On January 11, 1965, best friends and neighbours, Marianne Schmidt and Christine Sharrock, disappeared at Wanda Beach in Cronulla. They were just 15 years old.
The next day their bruised, battered and slashed bodies were found on the beach, partially covered by sand. More than 50 years later, no one has been charged with their murders, and their untimely deaths still haunt the shire community.
On the day of their disappearance the girls headed down to Wanda Beach, a small and isolated stretch in the Sydney suburb of Cronulla, with four of Marianne’s younger siblings in tow.
When they reached the beach they found it was closed due to windy weather, so they sheltered in the nearby rocks.
The littlest Schmidt boy, Wolfgang, still wanted to swim so Marianne took him down to the shallow water away from the rocks. After a little while they returned to the group and they all had a picnic together.
At some point during the picnic, Christine wandered off.
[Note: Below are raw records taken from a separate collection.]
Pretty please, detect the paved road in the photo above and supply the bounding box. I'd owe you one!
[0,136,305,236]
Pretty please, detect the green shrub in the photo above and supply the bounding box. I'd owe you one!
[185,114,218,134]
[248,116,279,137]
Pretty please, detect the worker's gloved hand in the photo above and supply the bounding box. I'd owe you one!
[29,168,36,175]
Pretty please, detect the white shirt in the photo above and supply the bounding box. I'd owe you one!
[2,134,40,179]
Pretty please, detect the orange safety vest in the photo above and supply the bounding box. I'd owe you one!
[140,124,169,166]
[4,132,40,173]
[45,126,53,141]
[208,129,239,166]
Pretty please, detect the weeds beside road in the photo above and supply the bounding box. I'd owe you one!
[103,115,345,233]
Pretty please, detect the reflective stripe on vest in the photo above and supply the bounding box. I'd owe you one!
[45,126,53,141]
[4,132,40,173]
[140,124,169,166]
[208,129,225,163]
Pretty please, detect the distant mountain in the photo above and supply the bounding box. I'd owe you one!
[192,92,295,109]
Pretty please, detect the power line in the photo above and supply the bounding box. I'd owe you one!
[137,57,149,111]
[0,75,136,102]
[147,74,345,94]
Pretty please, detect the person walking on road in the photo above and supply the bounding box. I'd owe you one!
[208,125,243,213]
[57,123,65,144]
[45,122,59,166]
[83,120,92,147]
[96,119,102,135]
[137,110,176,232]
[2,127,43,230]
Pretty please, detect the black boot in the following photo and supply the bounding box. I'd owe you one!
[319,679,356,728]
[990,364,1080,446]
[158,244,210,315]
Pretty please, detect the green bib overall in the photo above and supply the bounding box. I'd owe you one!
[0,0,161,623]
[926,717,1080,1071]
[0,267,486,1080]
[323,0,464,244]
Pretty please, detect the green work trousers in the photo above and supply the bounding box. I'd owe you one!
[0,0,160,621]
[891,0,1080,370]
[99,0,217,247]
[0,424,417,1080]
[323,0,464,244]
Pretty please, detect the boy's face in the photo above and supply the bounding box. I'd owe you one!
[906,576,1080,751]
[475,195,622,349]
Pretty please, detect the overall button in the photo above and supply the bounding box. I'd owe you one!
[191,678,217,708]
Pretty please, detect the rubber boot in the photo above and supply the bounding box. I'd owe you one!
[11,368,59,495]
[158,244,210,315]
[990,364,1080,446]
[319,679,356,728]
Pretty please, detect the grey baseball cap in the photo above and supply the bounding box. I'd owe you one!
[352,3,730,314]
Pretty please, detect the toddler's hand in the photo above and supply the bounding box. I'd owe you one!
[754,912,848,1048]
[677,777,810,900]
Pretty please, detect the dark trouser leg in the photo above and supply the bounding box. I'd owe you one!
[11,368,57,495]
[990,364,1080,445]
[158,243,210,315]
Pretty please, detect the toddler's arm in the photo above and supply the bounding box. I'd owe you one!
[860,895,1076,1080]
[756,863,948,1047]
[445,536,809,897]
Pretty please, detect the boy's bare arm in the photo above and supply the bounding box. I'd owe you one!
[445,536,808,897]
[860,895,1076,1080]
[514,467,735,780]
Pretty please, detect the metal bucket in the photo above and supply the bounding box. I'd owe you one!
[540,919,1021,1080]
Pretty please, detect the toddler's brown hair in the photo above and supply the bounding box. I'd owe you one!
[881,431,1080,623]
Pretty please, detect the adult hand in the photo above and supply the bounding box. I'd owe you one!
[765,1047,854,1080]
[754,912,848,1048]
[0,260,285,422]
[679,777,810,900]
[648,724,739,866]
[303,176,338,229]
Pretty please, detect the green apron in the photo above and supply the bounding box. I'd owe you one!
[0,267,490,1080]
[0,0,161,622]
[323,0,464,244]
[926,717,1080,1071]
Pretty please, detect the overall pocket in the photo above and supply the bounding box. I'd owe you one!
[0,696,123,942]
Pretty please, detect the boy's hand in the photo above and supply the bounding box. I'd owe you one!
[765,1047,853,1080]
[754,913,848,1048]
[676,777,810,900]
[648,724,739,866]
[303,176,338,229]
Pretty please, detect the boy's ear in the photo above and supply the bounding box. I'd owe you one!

No one knows where she went or what she was doing during that time, but after her death it was discovered she had consumed some alcohol and eaten some different foods to the rest of the group.
Around this time, eight-year-old Wolfgang noticed a boy hunting crabs. He said he saw the boy two more times - once with the two girls and another time walking alone.
However, Wolfgang has never been able to give an accurate description of the male, claiming at one time that he was carrying a homemade spear and at another time, a knife.